Research, and the knowledge gaps that currently exist, form the school's third pillar. Part of this includes a commitment that Harper Adams has made to be net-zero on the university's mixed crop and livestock farm by 2030. The best way to find out how to transition towards sustainable production and net-zero "is to do it ourselves" he says. The school also has three steering partners: Morrisons, McDonalds and the NFU. As well as contributing resources towards the school – such as placements for students, in addition to contributing financially – they are providing the school with guidance as to what a major retailer, restaurant chain and farming community needs. But while they are helping to drive the direction the school takes, "they have been very clear, and we have been very clear, that everything we do through the school is for the wider community", says Professor Lee. "It's not for the steering partners, it's for everyone."
Where the steering partners can also help is in pillar three. Thanks to their involvement the School has a network of other farms to help with their research, "trailblazer farms in the Morrisons or McDonald's supply chain, and of course the NFU. It is all about the research needed to deliver the net zero and sustainability parameters," he explains.

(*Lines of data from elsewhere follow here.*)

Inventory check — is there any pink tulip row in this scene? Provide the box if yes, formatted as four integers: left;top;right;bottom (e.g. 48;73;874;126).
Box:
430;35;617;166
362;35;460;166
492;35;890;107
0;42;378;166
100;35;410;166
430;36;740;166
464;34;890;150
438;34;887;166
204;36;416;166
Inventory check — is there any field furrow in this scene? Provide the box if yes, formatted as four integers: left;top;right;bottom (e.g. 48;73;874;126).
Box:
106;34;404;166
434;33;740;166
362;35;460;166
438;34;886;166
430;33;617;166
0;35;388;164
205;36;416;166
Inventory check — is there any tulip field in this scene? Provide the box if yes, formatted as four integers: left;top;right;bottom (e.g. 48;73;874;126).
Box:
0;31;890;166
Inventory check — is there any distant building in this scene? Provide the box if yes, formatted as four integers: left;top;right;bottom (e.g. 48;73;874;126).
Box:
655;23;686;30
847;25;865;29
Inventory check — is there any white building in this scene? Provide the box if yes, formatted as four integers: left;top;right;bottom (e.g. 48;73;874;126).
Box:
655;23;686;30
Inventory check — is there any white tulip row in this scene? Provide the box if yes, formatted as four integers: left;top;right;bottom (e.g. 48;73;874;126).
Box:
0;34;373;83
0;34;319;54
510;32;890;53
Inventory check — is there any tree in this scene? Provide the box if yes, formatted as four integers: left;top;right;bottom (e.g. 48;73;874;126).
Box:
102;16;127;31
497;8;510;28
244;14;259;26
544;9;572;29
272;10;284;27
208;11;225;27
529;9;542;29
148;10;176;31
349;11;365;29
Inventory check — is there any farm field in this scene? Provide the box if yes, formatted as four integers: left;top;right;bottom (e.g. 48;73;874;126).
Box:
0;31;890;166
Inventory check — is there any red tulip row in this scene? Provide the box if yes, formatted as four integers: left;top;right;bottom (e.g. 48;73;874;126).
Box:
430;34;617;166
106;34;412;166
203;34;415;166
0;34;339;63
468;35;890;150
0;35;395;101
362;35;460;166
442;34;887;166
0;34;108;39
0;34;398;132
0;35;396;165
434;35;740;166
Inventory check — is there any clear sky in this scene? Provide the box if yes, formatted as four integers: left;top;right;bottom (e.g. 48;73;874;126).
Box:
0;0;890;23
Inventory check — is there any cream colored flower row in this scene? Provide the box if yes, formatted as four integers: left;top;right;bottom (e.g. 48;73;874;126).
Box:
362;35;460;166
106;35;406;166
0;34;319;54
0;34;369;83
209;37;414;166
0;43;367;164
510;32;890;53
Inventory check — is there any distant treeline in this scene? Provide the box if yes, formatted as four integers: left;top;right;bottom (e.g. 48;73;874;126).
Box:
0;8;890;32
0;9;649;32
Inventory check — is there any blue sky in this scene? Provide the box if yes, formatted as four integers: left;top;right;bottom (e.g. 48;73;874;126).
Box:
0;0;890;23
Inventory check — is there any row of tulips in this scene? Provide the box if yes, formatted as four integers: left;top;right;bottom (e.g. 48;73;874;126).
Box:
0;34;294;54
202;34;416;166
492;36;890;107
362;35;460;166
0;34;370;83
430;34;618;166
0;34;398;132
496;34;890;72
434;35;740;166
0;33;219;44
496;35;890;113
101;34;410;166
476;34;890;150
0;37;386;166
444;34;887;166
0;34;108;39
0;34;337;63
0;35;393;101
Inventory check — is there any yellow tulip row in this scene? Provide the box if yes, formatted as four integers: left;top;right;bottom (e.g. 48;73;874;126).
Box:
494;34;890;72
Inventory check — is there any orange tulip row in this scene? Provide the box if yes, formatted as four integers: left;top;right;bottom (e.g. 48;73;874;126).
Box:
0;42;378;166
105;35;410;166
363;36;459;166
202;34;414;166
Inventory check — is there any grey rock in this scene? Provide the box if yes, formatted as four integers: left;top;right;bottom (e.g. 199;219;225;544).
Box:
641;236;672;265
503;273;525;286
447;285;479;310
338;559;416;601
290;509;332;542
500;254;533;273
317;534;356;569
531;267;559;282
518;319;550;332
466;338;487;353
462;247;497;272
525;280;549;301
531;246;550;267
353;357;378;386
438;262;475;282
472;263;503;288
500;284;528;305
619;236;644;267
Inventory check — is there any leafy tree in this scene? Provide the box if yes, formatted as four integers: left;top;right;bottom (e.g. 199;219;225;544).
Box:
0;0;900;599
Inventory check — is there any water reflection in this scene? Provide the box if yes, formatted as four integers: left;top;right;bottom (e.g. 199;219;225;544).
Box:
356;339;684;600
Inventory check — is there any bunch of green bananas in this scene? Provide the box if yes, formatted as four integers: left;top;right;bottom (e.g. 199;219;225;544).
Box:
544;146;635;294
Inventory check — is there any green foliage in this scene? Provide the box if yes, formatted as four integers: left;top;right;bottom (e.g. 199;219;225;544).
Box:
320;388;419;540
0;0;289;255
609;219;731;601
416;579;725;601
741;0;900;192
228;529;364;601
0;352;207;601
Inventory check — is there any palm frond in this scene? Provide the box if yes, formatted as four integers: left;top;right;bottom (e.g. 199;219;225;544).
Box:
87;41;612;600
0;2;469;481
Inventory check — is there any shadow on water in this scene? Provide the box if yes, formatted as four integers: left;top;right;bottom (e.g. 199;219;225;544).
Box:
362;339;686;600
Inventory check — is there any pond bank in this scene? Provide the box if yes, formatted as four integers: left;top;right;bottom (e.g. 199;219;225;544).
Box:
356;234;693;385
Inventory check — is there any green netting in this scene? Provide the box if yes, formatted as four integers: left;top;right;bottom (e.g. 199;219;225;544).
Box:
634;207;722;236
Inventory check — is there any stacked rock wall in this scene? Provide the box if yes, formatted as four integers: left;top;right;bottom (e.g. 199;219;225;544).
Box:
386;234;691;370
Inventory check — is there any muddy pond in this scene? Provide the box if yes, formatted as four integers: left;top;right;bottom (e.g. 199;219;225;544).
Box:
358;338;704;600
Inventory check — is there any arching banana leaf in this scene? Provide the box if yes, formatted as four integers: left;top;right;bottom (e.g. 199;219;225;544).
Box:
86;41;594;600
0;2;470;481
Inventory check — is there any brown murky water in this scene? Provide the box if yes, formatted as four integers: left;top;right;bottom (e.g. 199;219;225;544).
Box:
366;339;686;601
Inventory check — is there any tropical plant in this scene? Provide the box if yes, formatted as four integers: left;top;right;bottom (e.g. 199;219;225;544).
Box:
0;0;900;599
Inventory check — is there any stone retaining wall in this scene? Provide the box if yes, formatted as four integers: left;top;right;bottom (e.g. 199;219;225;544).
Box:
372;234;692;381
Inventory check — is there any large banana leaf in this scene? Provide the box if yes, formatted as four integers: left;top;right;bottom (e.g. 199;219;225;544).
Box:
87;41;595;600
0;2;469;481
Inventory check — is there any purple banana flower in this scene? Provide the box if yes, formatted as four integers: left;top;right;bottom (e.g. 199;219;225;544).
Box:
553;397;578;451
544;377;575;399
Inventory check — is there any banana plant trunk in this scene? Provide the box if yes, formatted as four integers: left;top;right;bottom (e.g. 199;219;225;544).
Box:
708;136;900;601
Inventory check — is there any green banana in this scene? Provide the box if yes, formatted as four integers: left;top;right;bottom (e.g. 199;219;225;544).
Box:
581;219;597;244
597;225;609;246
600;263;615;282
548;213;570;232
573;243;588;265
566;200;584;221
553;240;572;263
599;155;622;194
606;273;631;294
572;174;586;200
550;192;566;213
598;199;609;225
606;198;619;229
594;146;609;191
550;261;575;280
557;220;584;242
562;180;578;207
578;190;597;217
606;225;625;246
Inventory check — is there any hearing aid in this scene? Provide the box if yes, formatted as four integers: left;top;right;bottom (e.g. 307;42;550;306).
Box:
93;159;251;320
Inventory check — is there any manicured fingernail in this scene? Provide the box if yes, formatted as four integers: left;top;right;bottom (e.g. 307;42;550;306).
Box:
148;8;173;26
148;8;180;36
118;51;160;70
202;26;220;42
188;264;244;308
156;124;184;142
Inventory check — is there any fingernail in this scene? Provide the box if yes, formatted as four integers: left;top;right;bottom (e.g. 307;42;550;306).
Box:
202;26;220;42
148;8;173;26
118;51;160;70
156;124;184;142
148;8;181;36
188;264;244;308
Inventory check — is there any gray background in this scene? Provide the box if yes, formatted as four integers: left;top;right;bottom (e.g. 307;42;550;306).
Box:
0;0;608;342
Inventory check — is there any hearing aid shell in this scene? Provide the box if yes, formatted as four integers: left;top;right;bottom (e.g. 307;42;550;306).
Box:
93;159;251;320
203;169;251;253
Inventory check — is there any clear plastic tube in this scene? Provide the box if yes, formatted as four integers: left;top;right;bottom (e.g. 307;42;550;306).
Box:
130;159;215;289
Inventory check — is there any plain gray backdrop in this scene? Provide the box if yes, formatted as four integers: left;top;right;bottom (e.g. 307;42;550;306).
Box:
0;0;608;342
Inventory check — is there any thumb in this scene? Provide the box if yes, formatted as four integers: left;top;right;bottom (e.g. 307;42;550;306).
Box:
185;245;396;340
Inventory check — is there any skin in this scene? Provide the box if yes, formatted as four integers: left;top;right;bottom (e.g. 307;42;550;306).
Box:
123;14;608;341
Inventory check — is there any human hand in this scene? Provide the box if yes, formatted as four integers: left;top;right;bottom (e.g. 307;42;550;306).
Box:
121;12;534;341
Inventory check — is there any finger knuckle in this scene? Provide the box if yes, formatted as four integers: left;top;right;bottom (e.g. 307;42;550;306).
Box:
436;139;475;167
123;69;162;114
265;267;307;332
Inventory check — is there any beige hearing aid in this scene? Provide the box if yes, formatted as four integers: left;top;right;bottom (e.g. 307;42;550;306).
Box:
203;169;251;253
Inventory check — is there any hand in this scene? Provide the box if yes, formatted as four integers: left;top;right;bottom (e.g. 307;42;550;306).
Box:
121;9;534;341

The fourth and final pillar surrounds policy; ensuring through discussion with Defra and George Eustice that policy-makers are aware of the challenges that rural communities are facing, and creating an informed dialogue around the issues in agriculture. "Any farmer who has a clear view of the future of the farming sector knows that they have to concentrate on their environmental carbon footprint, on reducing damaging inputs, and focusing on a more biological approach to delivering high quality yield and production," says Professor Lee. "The sector is changing, and Harper Adams is here to support and help provide the skills, the information and the research needed. That's exactly our role; to support the farming community." One thing that is vitally important here is the 'food' part of the school's name. With questions still unanswered about what the UK's post-Brexit farming subsidy system will look like, many people in the farming community have raised concerns that food production could take a back seat. "I think we would be extremely naïve if we think the UK can become one big national park and offset our emissions in agriculture to imports," says Professor Lee. "After all, we can produce high quality food with very high levels of welfare and lower methane and carbon footprints than most countries." As he points out, greenhouse gases don't recognise national borders. "It's a quick win for government to lower the UK carbon footprint by reducing our agricultural side but that would be extremely naïve in terms of the total impact we're going to have on global warming."
As a small, specialist university, Harper Adams has the expertise across various sectors to provide the research and information needed, whether that be in the engineering or disease management. But equally, Professor Lee is keen that the school works with other institutes and universities, rather than working "in a silo". In that vein, the university has recently become one of the founding members of the UK-wide Agricultural Universities Council which will agree on joint agricultural research priorities, with the intention of tackling the various challenges within the farming sector. "The idea of bringing together agricultural universities is extremely valuable. Working together, we can find solutions to these problems; we can be greater than the sum of our parts."